Denn obwohl es in punkto Point-Guard-Qualitäten (Ballhandling, Spielübersicht, Tempovariation etc.) durchaus Parallelen zwischen Nash und Paul zeigen, ist ihr Wert für ihre jeweilige Mannschaft völlig unterschiedlich.

Der alternde Nash scheint plötzlich ersetzlich, ist nur noch einer von vielen Stars. Paul, mit 27-Jahren auf dem Gipfel seiner Schaffenskraft, ist das Zentrum der Clippers, derjenige, dessen Leistung und Fitness über Wohl und Wehe der ganzen Mannschaft entscheidet.

Die Sorgen der Anhänger waren zum Glück unbegründet: Paul kehrte Anfang Februar zurück, steigerte sich in den fünf Spielen vor dem All-Star Weekend stetig und zeigte im All-Star Game, was er alles drauf hat. Mit einer wahren Show und 20 Punkten sowie 15 Assists schnappte er sich - etwas überraschend und doch völlig verdient - den All-Star Game MVP Award.

Seitdem bringt Paul fast durchweg Topleistungen, gönnt sich bei klaren Ergebnissen wichtige Verschnaufpausen und hält so sein Energielevel hoch. Das Verständnis mit den Teamkollegen ist nach fast zwei Jahren in L.A. nahezu perfekt.

Defense: Paul und Nash trennen Welten

Und während Paul nicht ganz so stark von der Dreierlinie schießt wie Nash (Karrierewert 35,7 Prozent), hat er eine Stärke, die Nash nie hatte und nie haben wird: Er ist ein bärenstarker Verteidiger, gemeinsam mit Rajon Rondo (wenn dieser die erforderliche Lust hat) vielleicht der ligaweit beste auf seiner Position.

Mit 2,42 Steals liegt er in dieser Kategorie derzeit ligaweit auf Platz eins, seine Antizipation und seine Übersicht auch auf dieser Seite des Courts sind stets ein Genuss für Basketball-Puristen.

Nash dagegen gilt seit Jahren eher als Belastung für die eigene Defense. Howard hat als Help-Verteidiger doppelte Arbeit, weil er regelmäßig Nashs Gegnspieler aufnehmen muss, nachdem der spielend am Kanadier vorbeizog.

Nash fehlt die nötige Beinarbeit und Schnelligkeit, um gerade in der mit pfeilschnellen Spielmachern gespickten Western Conference seinen Mann zu stehen. Mehr als ein aufgenommenes Offensivfoul hier und da kann Nash eigentlich nicht beitragen.

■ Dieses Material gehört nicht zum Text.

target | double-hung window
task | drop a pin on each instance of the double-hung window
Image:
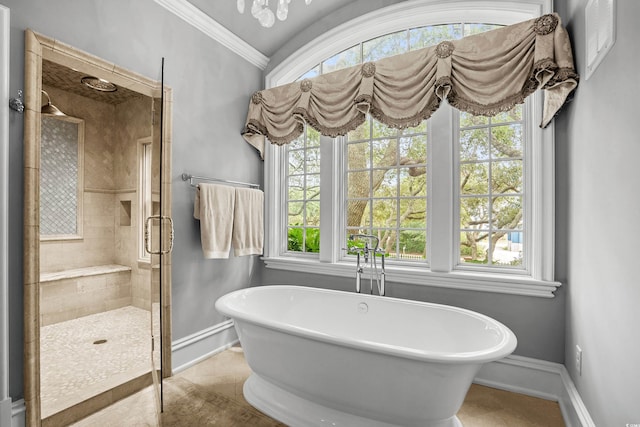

Paul gegen Nash stets gut drauf

Einige seiner besten Spiele in diesem Jahr macht Paul deshalb nicht von ungefähr ausgerechnet gegen die Lakers. In zwei der drei Spielen, in denen er gegen Nash spielte, kam der Clipper auf 27,5 Punkte und 13 Assists.

Steht uns am Sonntag also eine weitere Paul-Show bevor? Das dürfte unter anderem davon abhängen, ob Nash spielen kann. Denn zuletzt fiel er wieder zwei Spiele aus, die Adduktoren machten Nash zu schaffen.

Aber: Sowohl gegen Sacramento als auch gegen die Mavs gab es Siege. Im Lakerland bricht inzwischen niemand mehr in Panik aus, wenn Nash fehlt.